Spleen and MLN cells were cultured at 105 cells/well in Iscove's medium (Biochrom KG, Berlin, Germany), supplemented with 5% heat-inactivated fetal calf serum (Biochrom), 50 μM 2-mercaptoethanol (Sigma), 1 mM l-glutamine (Biochrom), and 50 μg of gentamicin (Sigma)/ml, in 96-well flat-bottom plates (Nunc A/S, Roskilde, Denmark) at 37°C in the presence or absence of restimulating H. pylori antigens (lysate from SS1, 20 μg/ml; urease from E32, 15 μg/ml; LPS from SS1, 15 μg/ml) or concanavalin A (2.5 μg/ml; Sigma).

(iii) Proliferation assay.

Proliferation in cell cultures was determined by addition of 1 μCi of tritiated thymidine (Amersham International) per well 6 h before ending the culture.
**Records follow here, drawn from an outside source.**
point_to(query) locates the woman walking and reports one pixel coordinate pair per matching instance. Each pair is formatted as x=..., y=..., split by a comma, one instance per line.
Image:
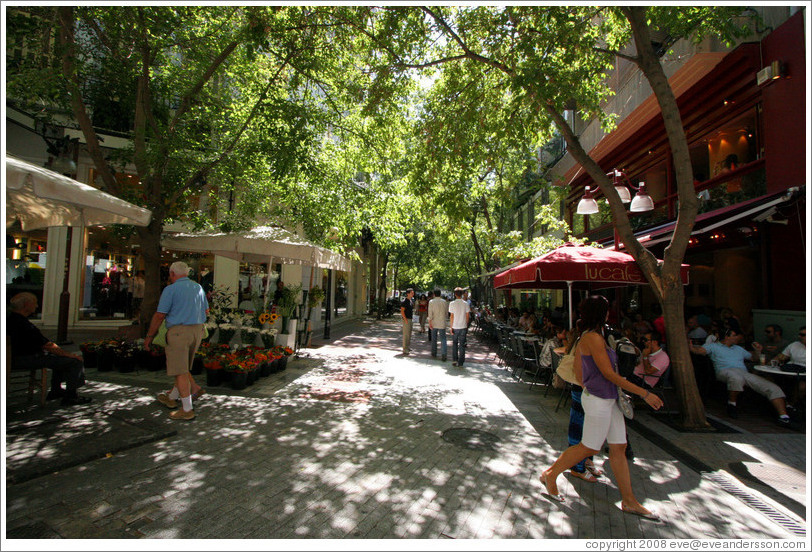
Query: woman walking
x=595, y=369
x=422, y=311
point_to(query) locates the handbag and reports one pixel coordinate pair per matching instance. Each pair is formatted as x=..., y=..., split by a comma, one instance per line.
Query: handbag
x=160, y=337
x=565, y=369
x=624, y=402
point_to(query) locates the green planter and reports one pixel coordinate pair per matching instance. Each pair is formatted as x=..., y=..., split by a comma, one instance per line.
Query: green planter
x=106, y=360
x=239, y=380
x=214, y=377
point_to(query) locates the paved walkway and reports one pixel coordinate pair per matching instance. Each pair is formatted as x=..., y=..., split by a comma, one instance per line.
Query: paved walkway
x=354, y=442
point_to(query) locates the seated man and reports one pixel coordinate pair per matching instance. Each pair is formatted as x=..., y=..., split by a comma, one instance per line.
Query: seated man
x=728, y=364
x=695, y=332
x=653, y=363
x=774, y=341
x=31, y=349
x=546, y=356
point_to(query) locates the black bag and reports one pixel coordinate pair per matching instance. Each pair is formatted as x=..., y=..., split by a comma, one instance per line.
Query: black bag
x=627, y=357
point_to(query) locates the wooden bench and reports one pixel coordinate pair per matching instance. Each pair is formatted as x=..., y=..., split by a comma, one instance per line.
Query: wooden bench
x=35, y=381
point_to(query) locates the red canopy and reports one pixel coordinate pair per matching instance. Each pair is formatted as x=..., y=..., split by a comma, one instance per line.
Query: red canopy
x=577, y=266
x=572, y=264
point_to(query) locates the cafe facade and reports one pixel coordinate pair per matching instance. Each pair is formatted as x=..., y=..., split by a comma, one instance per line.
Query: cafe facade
x=744, y=110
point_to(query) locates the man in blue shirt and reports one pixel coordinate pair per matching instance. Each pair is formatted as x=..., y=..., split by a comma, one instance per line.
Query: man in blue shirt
x=184, y=307
x=728, y=364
The cells were then collected with a cell harvester (Skatron) onto glass fiber filters, and incorporated radioactivity was determined in a scintillation counter (Beckman, LKB, Bromma, Sweden). The results are expressed as mean counts per minute ± standard deviations (SD) of triplicate cultures.

Histology.

Strips of the entire longer curvature of the stomach were cut and fixed in 4% phosphate-buffered formalin and then embedded in paraffin. Sections 5 μm thick were cut and stained with hematoxylin and eosin. The slides were then examined by light microscopy (×100), and the extent of gastritis was graded using the Sydney gastritis scoring system (9).

Statistical analysis.

The Mann-Whitney test was used for comparisons between groups with the help of the Prism software system (GraphPad Software Inc.).

RESULTS

Therapeutic immunization with H. pylori lysate vaccine protects against primary infection.
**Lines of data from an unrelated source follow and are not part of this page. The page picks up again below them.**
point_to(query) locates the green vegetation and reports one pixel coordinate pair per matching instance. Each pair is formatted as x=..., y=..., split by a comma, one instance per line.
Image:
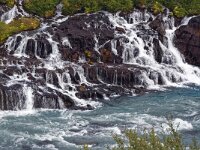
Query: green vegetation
x=46, y=8
x=43, y=8
x=16, y=26
x=149, y=140
x=9, y=3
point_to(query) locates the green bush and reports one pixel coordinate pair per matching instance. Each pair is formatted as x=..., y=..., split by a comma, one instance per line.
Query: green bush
x=9, y=3
x=43, y=8
x=71, y=7
x=16, y=26
x=151, y=141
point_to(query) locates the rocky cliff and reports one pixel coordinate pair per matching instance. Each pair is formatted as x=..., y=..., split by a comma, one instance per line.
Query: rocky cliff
x=75, y=62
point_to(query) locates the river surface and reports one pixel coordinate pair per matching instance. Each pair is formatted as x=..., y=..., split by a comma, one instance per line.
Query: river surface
x=67, y=129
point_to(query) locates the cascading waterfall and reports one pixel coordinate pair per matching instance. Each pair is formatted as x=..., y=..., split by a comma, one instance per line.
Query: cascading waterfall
x=175, y=66
x=63, y=78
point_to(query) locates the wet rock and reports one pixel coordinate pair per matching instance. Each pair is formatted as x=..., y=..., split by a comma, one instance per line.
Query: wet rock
x=158, y=53
x=187, y=40
x=39, y=47
x=158, y=25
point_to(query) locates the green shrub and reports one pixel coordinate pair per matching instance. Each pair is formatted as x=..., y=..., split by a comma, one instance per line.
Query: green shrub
x=71, y=7
x=43, y=8
x=157, y=8
x=16, y=26
x=9, y=3
x=151, y=141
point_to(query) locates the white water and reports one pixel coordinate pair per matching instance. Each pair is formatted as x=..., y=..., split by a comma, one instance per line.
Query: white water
x=172, y=70
x=29, y=98
x=175, y=66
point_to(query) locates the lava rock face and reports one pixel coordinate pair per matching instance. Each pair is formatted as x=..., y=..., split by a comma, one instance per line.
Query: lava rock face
x=187, y=40
x=90, y=57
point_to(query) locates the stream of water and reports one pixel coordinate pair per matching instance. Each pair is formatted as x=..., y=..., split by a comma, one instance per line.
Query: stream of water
x=67, y=129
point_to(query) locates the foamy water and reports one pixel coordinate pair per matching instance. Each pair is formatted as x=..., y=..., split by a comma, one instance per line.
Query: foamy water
x=68, y=129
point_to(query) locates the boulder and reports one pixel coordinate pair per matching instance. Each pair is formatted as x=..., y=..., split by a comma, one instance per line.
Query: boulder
x=187, y=40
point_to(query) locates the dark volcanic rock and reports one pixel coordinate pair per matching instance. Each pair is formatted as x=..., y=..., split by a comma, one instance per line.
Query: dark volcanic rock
x=159, y=25
x=187, y=40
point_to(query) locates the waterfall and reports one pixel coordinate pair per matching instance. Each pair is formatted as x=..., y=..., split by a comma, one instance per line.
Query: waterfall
x=7, y=17
x=60, y=75
x=29, y=97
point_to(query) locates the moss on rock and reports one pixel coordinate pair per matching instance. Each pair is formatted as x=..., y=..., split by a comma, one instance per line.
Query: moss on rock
x=9, y=3
x=16, y=26
x=42, y=8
The effect of intragastric vaccination with an H. pylori SS1 lysate preparation administered together with a CT adjuvant on the extent of an already-initiated infection was evaluated. C57BL/6 mice were infected with the H. pylori SS1 strain, and, starting 2 weeks later, when the infection had been well established in the stomach and had reached a steady-state bacterial load of approximately 1 × 106 to 3 × 106 bacteria (S. Raghavan et al., submitted for publication), the mice were given four weekly intragastric doses of 400 μg of lysate plus 10 μg of CT. In another group of mice, the effect of administering 10 μg of CT together with the infecting dose of the bacteria, followed 1 week later by another 10-μg CT dose, was also tested. Animals were sacrificed 6 weeks after the start of infection, and the effects of different treatments on the extent of infection (bacterial load) were determined by comparison with a concomitantly infected untreated group. As shown in Fig. 1, the treatment with CT alone had no demonstrable effect on the course of the infection. In contrast, the specific therapeutic immunization with lysate plus CT resulted in a statistically significant (P < 0.01) mean sixfold reduction in the number of bacteria in the mouse stomach.

FIG. 1.

FIG. 1.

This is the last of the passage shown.